A latent contract gap surfaced and was fixed at the source: an edge built with an explicit step: 0 hashed as "step":0 but every adapter's listEdges drops it via stepZeroSentinel, so a rebuild diverged. KnowledgeGraph.addEdge now normalizes step: 0 → absent at the graph boundary (it was already identity-equal via step ?? 0 in edgeDedupKey/makeEdgeId), so the in-memory canonical edge matches what round-trips through any IGraphStore. (The old graphdb-roundtrip test masked this by re-attaching step:0 in a test-local rebuild helper rather than going through the public rebuildFromStore harness.)

Consequences

  • Zero native dependencies on the install hot path. npm i -g @opencodehub/cli plus Node ≥24.15 is the whole install — no Docker, no postinstall compile, no second process. Verified end-to-end: a live analyzequeryimpact cycle runs with @ladybugdb/core unresolvable, writing one store.sqlite and no .lbug/.duckdb sidecar.

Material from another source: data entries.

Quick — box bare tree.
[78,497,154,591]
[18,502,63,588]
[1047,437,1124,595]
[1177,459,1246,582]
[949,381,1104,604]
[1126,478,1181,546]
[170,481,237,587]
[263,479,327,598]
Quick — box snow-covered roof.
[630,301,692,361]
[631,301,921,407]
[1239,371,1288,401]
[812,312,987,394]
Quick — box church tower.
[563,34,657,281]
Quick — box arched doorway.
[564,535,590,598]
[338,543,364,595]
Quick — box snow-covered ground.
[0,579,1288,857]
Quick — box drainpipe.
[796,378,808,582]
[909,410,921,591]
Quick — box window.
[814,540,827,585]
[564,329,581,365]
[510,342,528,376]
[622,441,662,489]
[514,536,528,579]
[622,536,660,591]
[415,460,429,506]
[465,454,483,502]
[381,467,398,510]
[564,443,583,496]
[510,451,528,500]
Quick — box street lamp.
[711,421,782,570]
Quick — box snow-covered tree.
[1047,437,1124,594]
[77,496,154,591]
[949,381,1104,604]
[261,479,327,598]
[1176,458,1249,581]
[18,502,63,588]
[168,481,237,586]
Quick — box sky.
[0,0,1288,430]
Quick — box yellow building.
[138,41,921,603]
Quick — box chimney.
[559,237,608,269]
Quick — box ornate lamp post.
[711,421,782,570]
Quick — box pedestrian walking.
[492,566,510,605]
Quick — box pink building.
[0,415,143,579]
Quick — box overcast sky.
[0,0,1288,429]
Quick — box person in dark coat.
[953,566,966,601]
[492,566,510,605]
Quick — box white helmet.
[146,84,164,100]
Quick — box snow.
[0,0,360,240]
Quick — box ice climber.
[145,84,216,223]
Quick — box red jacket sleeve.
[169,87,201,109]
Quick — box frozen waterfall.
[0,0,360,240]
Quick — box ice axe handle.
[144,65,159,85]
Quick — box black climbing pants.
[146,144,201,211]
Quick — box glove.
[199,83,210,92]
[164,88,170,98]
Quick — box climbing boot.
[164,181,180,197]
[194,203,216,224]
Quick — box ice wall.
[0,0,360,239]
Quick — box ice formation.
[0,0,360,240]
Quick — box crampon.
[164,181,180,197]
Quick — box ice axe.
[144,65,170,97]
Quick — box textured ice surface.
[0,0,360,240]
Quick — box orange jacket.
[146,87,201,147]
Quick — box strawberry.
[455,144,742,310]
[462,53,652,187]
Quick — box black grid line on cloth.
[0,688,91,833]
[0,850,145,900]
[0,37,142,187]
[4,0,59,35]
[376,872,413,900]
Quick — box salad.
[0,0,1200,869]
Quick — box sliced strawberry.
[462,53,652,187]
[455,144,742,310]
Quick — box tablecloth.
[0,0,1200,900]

  • The community-adapter escape hatch survives. The segregated IGraphStore / ITemporalStore interfaces ADR 0016 kept for AGE / Memgraph / Neo4j / Neptune forks remain — a fork now implements both on one class, or keeps them split. Nothing about the interface contract changed.
  • One native binding remains, quarantined. DuckDB loads only for the optional Parquet embeddings sidecar at pack time. A pure-JS Parquet writer would remove it entirely; tracked as a fast-follow.
  • WAL companions. store.sqlite-wal / -shm appear while a writer is open and collapse to the single file on wal_checkpoint(TRUNCATE) at close.